CURRIE (North Simcoe) moved for leave to introduce a Bill to amend the Inspection and Sales Act. He said: I find that under the British North America Act, this parliament has exclusive jurisdiction in matters relating to weights and measures. This parliament in its wisdom has seen fit to pass legislation fixing standards for weights and other measures. Parliament has also passed an Inspection and Sales Act which deals with the standard weight of certain articles, such as a bushel of grain, a barrel of flour, a barrel of salt, a load of hay and a bag of potatoes in Quebec. Parliament has also fixed the weight of a dozen of eggs at one and a half pounds. I find, however, that the most important article of food entering into every-day consumption, that is the loaf of bread, has not been standardized by this parliament and the various municipalities and provinces have from time to time been struggling with this question, some of them endeavouring to fix the weight at one figure and others at another.
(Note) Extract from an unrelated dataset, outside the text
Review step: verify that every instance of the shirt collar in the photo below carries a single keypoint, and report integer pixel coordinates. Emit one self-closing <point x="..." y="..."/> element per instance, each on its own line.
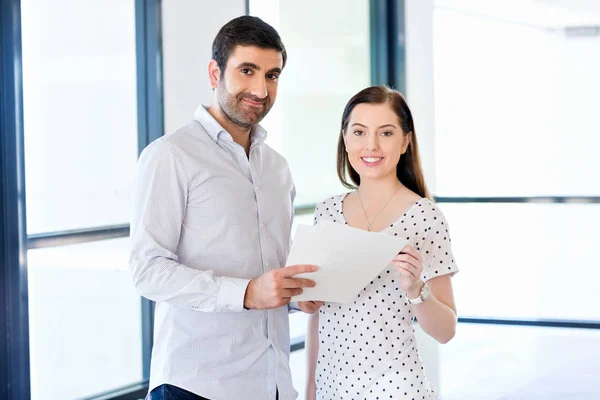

Thus there is confusion and the law is not carried out. In consequence the public, especially the poorer classes, have suffered. I think that we should follow the wise legislation of the mother country and the other colonies in this respect and fix the weight of a loaf of bread as clearly as we have the right to do under the British North America Act.
This Bill is intended as an amendment and to become part 11 of the Inspection and Sales Act. The first clause defines the terms ' baker ' ' inspector ' and ' officers.'

The second clause provides that all bread sold by bakers shall be in loaves of one two and four pounds. That fixes a standard for the whole of Canada. Provision is made in the Bill for the carrying out of its provisions. It provides that inspectors under the Inspection and Sales Act, inspectors appointed under the Inland Revenue Act or other inspectors appointed by this government for special purposes, shall be considered inspectors under this part of this Bill. It also provides that the officials appointed under provincial statute or under municipal by-law, whose duty it would be to see to the enforcement of this Act, shall have jurisdiction in certain cases. Penalties are fixed for having bread under weight and also against a baker if he or the man who delivers his bread does not supply himself with proper scales and appliances to weigh the bread he is selling. I trust that the Minister of Inland Revenue, under whose care I presume this Bill will come, will expedite its passage through the House. I ask the indulgence of the House in reference to it because I think it is a measure in the interests of the public. It is an absolute necessity that we should have a standard weight for a loaf of bread and that standard should be so fixe'd that there will be some legal redress in case of a baker breaking the law.